Application of Advanced Machine Learning Algorithms to Assess Groundwater Potential Using Remote Sensing-Derived Data
Ehsan Kamali Maskooni
Seyed Amir Naghibi
Summary, in English
Groundwater (GW) is being uncontrollably exploited in various parts of the world resulting from huge needs for water supply as an outcome of population growth and industrialization. Bearing in mind the importance of GW potential assessment in reaching sustainability, this study seeks to use remote sensing (RS)-derived driving factors as an input of the advanced machine learning algorithms (MLAs), comprising deep boosting and logistic model trees to evaluate their efficiency. To do so, their results are compared with three benchmark MLAs such as boosted regression trees, k-nearest neighbors, and random forest.

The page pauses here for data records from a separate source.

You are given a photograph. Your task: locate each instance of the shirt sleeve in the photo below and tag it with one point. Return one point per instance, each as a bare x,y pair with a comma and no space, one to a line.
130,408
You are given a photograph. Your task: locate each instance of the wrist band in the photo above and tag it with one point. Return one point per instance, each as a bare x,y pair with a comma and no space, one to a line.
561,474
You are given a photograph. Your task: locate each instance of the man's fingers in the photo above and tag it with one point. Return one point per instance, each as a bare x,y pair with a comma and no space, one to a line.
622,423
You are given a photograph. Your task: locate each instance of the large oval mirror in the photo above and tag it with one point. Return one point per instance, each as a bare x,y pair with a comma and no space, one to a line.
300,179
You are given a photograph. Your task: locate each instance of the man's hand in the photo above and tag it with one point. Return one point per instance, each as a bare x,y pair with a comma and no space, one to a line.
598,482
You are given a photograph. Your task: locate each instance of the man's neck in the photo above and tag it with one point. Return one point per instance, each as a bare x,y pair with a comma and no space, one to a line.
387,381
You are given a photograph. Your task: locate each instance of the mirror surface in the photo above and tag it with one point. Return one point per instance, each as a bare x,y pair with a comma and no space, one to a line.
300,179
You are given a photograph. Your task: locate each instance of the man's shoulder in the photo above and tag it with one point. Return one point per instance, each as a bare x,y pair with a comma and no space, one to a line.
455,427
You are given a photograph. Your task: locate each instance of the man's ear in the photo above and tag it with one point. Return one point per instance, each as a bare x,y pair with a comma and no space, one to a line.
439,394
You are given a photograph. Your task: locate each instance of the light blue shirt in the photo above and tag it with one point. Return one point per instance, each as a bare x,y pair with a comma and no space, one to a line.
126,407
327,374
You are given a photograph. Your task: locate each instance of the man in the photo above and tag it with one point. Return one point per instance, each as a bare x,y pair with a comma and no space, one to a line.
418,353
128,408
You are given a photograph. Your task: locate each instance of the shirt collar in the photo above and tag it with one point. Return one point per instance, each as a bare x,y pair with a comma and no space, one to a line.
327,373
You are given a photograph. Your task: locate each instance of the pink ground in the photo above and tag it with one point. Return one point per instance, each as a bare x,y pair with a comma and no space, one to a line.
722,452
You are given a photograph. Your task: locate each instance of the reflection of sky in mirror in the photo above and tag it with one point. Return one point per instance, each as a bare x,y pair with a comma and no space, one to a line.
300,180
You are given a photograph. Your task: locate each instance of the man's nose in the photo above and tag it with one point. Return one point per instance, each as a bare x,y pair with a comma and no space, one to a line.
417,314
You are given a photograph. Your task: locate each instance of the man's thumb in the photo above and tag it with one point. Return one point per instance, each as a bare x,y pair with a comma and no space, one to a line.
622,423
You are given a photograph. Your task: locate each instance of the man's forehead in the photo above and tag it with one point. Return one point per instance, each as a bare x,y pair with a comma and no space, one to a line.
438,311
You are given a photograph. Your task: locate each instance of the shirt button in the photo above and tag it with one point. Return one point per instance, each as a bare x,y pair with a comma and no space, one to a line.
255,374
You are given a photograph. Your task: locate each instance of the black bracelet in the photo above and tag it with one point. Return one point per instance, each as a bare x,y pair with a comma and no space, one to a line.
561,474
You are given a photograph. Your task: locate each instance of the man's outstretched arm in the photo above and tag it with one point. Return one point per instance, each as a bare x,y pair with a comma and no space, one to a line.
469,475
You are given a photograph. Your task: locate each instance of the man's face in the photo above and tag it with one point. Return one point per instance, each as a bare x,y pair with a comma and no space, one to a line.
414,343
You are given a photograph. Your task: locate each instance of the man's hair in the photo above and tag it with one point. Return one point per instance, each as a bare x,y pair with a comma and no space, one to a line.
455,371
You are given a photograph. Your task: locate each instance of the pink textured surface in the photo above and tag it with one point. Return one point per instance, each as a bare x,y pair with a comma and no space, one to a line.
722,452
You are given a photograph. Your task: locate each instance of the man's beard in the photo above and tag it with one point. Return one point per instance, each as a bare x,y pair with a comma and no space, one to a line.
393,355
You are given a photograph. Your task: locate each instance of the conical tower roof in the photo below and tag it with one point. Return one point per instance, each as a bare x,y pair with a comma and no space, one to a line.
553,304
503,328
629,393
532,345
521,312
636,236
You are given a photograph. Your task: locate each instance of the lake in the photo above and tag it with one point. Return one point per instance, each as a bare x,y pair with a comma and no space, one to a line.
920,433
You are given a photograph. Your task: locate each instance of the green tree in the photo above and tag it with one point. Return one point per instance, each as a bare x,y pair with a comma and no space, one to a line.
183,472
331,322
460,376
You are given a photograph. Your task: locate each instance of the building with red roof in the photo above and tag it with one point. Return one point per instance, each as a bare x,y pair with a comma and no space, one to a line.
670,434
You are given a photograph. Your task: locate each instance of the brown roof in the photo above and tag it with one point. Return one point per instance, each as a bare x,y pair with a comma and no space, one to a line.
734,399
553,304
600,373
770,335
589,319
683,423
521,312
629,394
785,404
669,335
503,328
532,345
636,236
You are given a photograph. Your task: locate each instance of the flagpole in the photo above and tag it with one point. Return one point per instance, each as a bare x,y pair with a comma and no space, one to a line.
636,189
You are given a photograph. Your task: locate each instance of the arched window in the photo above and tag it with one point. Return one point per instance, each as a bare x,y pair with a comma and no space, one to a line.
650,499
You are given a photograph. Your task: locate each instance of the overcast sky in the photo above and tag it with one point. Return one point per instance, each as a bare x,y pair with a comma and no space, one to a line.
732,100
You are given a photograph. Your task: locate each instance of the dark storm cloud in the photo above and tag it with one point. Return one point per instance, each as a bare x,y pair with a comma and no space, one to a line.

For this purpose, we firstly assembled different topographical, hydrological, RS-based, and lithological driving factors such as altitude, slope degree, aspect, slope length, plan curvature, profile curvature, relative slope position, distance from rivers, river density, topographic wetness index, land use/land cover (LULC), normalized difference vegetation index (NDVI), distance from lineament, lineament density, and lithology. The GW spring indicator was divided into two classes for training (434 springs) and validation (186 springs) with a proportion of 70:30. The training dataset of the springs accompanied by the driving factors were incorporated into the MLAs and the outputs were validated by different indices such as accuracy, kappa, receiver operating characteristics (ROC) curve, specificity, and sensitivity. Based upon the area under the ROC curve, the logistic model tree (87.813%) generated similar performance to deep boosting (87.807%), followed by boosted regression trees (87.397%), random forest (86.466%), and k-nearest neighbors (76.708%) MLAs. The findings confirm the great performance of the logistic model tree and deep boosting algorithms in modelling GW potential. Thus, their application can be suggested for other areas to obtain an insight about GW-related barriers toward sustainability. Further, the outcome based on the logistic model tree algorithm depicts the high impact of the RS-based factor, such as NDVI with 100 relative influence, as well as high influence of the distance from river, altitude, and RSP variables with 46.07, 43.47, and 37.20 relative influence, respectively, on GW potential.